Jessica Guttman claimed in her 2018 lawsuit that she and two friends were parked on the side of a highway looking at horses when Officer Kevin Smith pulled up with his cruiser's lights flashing and asked what they were doing.
Smith responded following a call from nearby prison officials who were suspicious of the women, the Santa Fe New Mexican reported.
Guttman, 45, gave her name to the officer and Smith asked to see her ID. Guttman refused and started walking away.
Smith grabbed Guttman’s arms and placed them behind her back while trying to handcuff her.
Guttman fell to the ground and had seizures. She said in her lawsuit she had suffered a traumatic brain injury earlier in her life and has difficulty communicating verbally.
Smith wrote in his report at the time that Guttman “refused to calm down" and that she tried to bite an officer who was attempting to “support her as she thrashed.”
New Mexico Taps Federal Loans To Pay Unemployment – Associated Press
New Mexico has depleted its unemployment benefits trust fund and begun to use federal loans to keep up with claims.

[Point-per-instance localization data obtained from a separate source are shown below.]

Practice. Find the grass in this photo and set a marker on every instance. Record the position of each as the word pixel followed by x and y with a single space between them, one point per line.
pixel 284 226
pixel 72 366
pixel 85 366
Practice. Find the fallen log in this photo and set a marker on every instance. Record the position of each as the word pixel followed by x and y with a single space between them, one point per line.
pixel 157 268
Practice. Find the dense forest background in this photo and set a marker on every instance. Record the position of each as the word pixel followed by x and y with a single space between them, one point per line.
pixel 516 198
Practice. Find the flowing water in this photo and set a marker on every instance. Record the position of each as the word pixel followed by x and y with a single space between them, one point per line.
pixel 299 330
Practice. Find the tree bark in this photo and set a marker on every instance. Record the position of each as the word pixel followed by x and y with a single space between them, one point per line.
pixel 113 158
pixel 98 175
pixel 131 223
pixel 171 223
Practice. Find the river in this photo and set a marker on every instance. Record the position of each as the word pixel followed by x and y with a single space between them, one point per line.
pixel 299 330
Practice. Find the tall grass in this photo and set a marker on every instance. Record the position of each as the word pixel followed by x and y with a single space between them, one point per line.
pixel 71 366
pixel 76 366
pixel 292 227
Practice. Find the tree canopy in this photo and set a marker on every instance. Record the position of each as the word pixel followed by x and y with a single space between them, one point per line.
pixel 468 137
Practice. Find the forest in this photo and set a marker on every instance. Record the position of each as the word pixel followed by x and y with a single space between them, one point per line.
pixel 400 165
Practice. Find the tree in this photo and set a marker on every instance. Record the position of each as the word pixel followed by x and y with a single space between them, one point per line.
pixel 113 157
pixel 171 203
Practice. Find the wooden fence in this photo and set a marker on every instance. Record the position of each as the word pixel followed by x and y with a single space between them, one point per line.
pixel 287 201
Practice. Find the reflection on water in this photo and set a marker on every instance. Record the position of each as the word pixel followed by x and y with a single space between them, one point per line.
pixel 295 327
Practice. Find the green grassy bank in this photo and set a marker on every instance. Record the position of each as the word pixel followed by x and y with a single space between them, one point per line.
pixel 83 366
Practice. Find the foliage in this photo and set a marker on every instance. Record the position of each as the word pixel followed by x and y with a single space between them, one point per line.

Workforce Solutions Secretary Bill McCamley told a panel of state legislators Tuesday that unemployment trust reserves were exhausted on Sept. 8 and that the state has spent about $35 million in borrowed federal funds on claims. The federal loans if left unpaid can eventually trigger tax increases.
McCamley told a state House committee that the state will eventually need to reduce unemployment benefits, raise payroll taxes or borrow or refinance federal unemployment loans.
New Mexico’s unemployment rate of 11.4% in August exceeds neighboring states as health officials take gradual steps toward reopening the economy and schools.
About 123,000 people statewide are receiving unemployment benefits as of last week in a state of 2.1 million residents. That's up from 9,600 active claims in March before the COVID-19 pandemic struck.
Albuquerque Police: Overall Crime Down 5% In All Categories – Associated Press
Overall crime in Albuquerque is down 5% across all categories in the first six months of 2020, compared with the first half of last year and 15% since 2018, according to police.
The Albuquerque Journal reported Tuesday that violent crime has gone down by only 0.28% from 2019 to 2020 but by 4% over two years.
City police said crimes against property such as arson, burglary, motor vehicle theft, larceny and robbery have decreased 6% from 2019 to 2020 and 19% since 2018.
Crimes against society such as animal cruelty, drug offenses, prostitution and weapon law violations have gone down 8% from last year to this year and 12% from 2018 to 2020.
Albuquerque’s acting Police Chief Harold Medina attributed the decrease in crime to the hiring of more officers and the department’s crime-fighting tactics.
The Journal said Albuquerque is releasing its crime statistics this year using the National Incident-Based Reporting System, which the FBI will soon require of all police departments for its annual report.